Citation: Nakamura S, Imai S, Ogishima H, Tsuruma K, Shimazawa M, Hara H (2012) Morphological and Functional Changes in the Retina after Chronic Oxygen-Induced Retinopathy. PLoS ONE 7(2): e32167. doi:10.1371/journal.pone.0032167
Editor: Steven Barnes, Dalhousie University, Canada
Received: October 12, 2011; Accepted: January 20, 2012; Published: February 14, 2012
Copyright: © 2012 Nakamura et al. This is an open-access article distributed under the terms of the Creative Commons Attribution License, which permits unrestricted use, distribution, and reproduction in any medium, provided the original author and source are credited.
Funding: Funding was provided by Gifu Pharmaceutical University. The funders had no role in the study design, data collection and analysis, decision to publish, or preparation of the manuscript.
Competing interests: The authors have declared that no competing interests exist.
Retinopathy of prematurity (ROP) is a disease that affects the retinas of premature infants. The key pathological change, namely, retinal neovascularization, is associated with local ischemia followed by the subsequent development of neovascularization. In the more severe forms of the disease, the abnormal vascular changes may progress to retinal detachment. Once retinal detachment occurs, the prognosis for recovery of good visual acuity is poor. As a result, ROP is the leading cause of preventable childhood retinal dysfunction. The World Health Organization's Vision 2020 programme targets ROP as an avoidable disease requiring early detection and treatment to prevent blindness .
The severity of ROP is graded in stages from 1 to 5. Blindness from ROP is caused by retinal detachment due to tractional retinal angiogenesis (stage 5). Recently, it was reported that even mild ROP (stages 1 or 2) can cause permanent functional sequelae , . Rod-mediated abnormalities are involved in the regulation of eye growth in children with mild ROP . However, little is known about the causes of the blindness that occurs in the absence of retinal detachment. Further research is required to elucidate the underlying causes of ROP, clarify the chronic functional and morphological changes, and propose new prevention strategies.
The oxygen-induced retinopathy (OIR) model is widely used for studies of retinal neovascular diseases such as ROP and diabetic retinopathy , . The OIR model mirrors events that occur during ROP, including the pathological alterations that affect premature infants. At postnatal day (P) 18, ROP model rats show significant abnormalities in both the retinal vasculature and neural function . Dysfunction of the neural retina, including photoreceptors and post-receptors, has been documented in patients with ROP and in the rat model , , , . However, it is unclear why retinal function fails to return to normal even after the disappearance of abnormal neovascular tufts.

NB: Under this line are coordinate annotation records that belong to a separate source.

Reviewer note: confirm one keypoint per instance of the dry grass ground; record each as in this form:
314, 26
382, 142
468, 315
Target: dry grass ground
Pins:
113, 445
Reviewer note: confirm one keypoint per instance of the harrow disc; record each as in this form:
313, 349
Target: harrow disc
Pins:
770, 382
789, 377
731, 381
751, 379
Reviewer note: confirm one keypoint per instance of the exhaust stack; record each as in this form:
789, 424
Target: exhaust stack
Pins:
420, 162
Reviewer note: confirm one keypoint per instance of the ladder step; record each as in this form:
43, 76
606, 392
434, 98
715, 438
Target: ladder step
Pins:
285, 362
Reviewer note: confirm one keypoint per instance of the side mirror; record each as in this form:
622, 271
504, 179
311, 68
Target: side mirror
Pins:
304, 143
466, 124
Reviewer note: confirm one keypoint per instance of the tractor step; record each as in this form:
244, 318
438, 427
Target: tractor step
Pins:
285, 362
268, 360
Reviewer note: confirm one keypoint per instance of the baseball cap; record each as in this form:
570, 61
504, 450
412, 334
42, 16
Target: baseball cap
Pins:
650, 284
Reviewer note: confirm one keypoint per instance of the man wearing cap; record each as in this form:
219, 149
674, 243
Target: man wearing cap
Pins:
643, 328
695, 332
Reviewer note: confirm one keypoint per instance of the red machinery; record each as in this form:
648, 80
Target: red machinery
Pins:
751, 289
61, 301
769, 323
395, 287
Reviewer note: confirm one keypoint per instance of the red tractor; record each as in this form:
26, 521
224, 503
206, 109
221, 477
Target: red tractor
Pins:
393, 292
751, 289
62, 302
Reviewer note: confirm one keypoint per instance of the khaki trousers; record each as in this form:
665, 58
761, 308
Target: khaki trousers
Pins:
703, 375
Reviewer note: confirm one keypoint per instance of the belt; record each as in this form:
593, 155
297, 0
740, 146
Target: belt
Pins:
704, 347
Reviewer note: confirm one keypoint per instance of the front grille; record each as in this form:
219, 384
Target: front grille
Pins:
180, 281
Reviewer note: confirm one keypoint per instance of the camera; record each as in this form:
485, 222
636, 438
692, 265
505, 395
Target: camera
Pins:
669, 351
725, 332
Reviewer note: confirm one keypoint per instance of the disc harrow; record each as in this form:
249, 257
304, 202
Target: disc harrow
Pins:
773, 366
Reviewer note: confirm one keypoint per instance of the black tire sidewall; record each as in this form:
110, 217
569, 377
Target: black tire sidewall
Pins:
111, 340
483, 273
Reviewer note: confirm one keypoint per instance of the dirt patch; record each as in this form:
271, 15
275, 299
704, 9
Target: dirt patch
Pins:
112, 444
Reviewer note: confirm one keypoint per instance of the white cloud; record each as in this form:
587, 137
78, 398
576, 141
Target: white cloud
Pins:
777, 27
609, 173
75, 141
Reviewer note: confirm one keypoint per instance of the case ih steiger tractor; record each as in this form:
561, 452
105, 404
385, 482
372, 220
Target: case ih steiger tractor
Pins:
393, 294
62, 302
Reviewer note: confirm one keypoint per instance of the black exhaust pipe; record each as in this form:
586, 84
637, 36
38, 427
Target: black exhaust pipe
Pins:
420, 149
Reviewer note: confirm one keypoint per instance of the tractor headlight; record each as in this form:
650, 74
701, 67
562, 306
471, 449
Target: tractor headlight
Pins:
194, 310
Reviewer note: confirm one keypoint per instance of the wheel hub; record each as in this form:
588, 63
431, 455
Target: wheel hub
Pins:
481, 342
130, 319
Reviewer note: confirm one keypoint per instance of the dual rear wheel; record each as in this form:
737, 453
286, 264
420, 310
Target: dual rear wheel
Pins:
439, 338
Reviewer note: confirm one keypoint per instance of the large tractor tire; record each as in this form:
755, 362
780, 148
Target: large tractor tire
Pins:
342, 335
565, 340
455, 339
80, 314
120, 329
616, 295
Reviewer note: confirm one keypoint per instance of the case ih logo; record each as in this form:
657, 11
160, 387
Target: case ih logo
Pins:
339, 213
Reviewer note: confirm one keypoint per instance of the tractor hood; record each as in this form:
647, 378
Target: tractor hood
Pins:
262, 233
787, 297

The blood-retinal barrier (BRB) is a selective barrier of the eye and is composed of capillary blood vessels. The BRB plays an essential role in protecting the neural tissues from toxic materials and maintaining the visual and neural functions of the retina. BRB breakdown is one of the most important pathophysiological changes in ischemic retinal diseases such as ROP and diabetic retinopathy , , . In fact, retinal vascular permeability is higher in the rat OIR model than in normal rats; this occurs as a result of increased production of vascular endothelial growth factor (VEGF) . Furthermore, degeneration of astrocytes has been reported to be involved in the failure of the BRB in the feline OIR model . In developing mouse retinas, astrocytes trigger postnatal onset of radial vascular extension from the optic disc by secreting VEGF and depositing extracellular matrix scaffolds to which the migrating endothelial cells adhere , . The barrier properties of blood vessels are attributed mainly to the presence of complex tight junction networks between endothelial cells . Integral membrane proteins such as occludin , claudin , , ZO-1 , and junctional adhesion molecule (JAM)  are localized at tight junctions.
To create an effective therapeutic strategy for avoiding the blindness caused by ROP, it is essential to understand the relationship between retinal dysfunction and structure degeneration. Although there is evidence that abnormalities occur in both the retinal blood vessels and retinal cells in ROP , , , it is unknown how neuronal and vascular abnormalities are chronically related.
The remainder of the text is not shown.